Their driving styles couldn’t have been more antithetical. Alain Prost playing all the angles, racing for points, living up to his nickname, “The Professor.” Ayrton Senna, the romantic, racing for speed, not just pushing his car to the limits of its design but making it wiggle and dance on the red line. They were teammates at McLaren when they had their first crash. It came on lap 46 of the 1989 Japanese GP, with Prost leading and Senna, the reigning world champion, sitting in second and needing a win to keep the points race alive. Senna made his move on the Casio chicane, spotting and diving at the smallest of windows, which Prost promptly closed by turning into his teammate. Senna recovered and won the race, but was later disqualified. Prost, swearing the accident was unintentional, took his third driver’s championship.

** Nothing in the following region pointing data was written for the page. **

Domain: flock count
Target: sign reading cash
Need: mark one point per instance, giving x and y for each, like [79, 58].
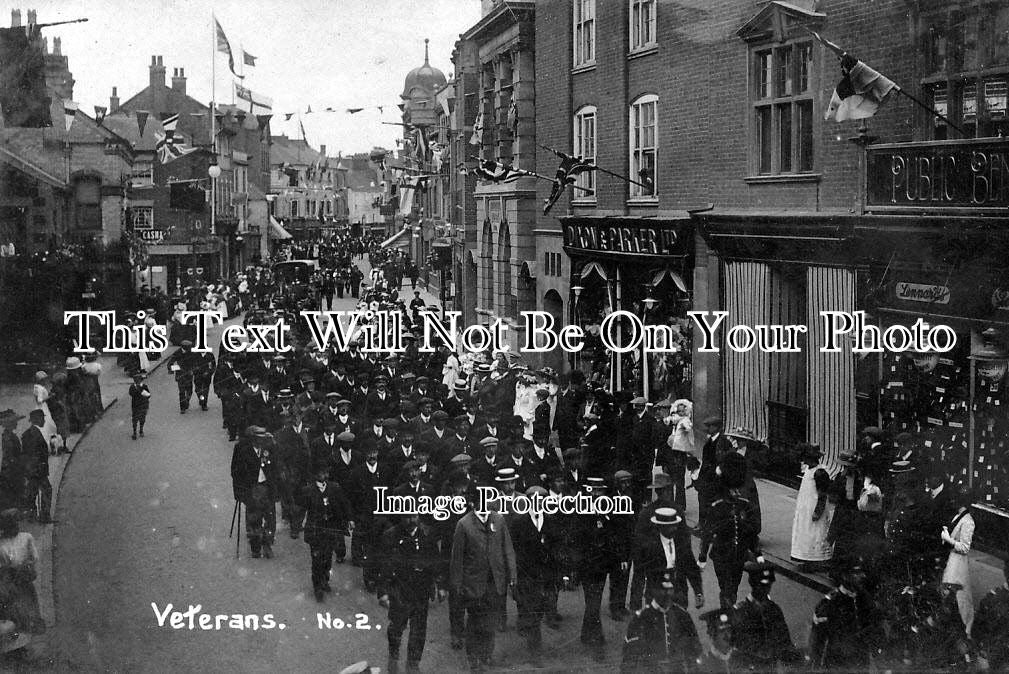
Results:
[635, 237]
[966, 175]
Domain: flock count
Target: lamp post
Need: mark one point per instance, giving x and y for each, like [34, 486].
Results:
[648, 304]
[214, 171]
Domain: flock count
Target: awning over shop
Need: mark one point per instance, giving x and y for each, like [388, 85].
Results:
[393, 239]
[277, 232]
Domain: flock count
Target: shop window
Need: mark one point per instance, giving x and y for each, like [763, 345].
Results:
[584, 146]
[967, 57]
[644, 145]
[783, 109]
[584, 32]
[642, 24]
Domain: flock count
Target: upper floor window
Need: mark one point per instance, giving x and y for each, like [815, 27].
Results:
[584, 32]
[642, 24]
[967, 45]
[644, 144]
[783, 109]
[584, 146]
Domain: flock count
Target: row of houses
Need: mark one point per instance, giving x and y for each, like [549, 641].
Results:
[721, 186]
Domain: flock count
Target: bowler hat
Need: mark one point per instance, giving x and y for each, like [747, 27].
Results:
[666, 516]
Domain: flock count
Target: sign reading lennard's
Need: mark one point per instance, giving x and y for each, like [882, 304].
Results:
[943, 175]
[922, 293]
[636, 237]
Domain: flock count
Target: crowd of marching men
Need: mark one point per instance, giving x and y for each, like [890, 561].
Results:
[318, 431]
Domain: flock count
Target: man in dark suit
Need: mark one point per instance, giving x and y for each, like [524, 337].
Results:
[410, 579]
[255, 482]
[667, 548]
[481, 570]
[706, 481]
[328, 513]
[536, 539]
[35, 461]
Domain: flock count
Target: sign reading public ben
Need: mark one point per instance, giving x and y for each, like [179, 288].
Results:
[966, 175]
[627, 236]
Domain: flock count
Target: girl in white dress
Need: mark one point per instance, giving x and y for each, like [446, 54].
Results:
[959, 535]
[813, 512]
[41, 390]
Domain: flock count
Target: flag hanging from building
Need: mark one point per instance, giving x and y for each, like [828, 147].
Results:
[860, 92]
[70, 112]
[421, 144]
[247, 94]
[172, 147]
[477, 137]
[141, 120]
[224, 46]
[493, 172]
[567, 174]
[170, 120]
[24, 100]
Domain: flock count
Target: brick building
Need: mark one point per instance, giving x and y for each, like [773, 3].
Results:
[786, 214]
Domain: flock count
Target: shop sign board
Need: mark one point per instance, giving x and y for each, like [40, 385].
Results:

Prost bolted for Ferrari ahead of the 1990 season, so the two were no longer teammates when Senna got his revenge. Ahead in the points race and sitting on the pole at the Japanese GP, Senna was beaten to the first turn by Prost. When Prost opted for the inside line, Senna did the same, colliding with the Frenchman, sending both cars spinning off the track and out of the race and securing the world championship. Though he’d risked both their lives, Senna showed little remorse: “If you no longer go for a gap that exists, you are no longer a racing driver.” Prost was equally blunt: “I wanted to punch him in the face, but I was so disgusted I could not do it. He revolts me.”
Incredibly, the two reconciled after Prost retired in 1993. And when Senna was killed at Imola a year later, Prost was a pallbearer at the funeral.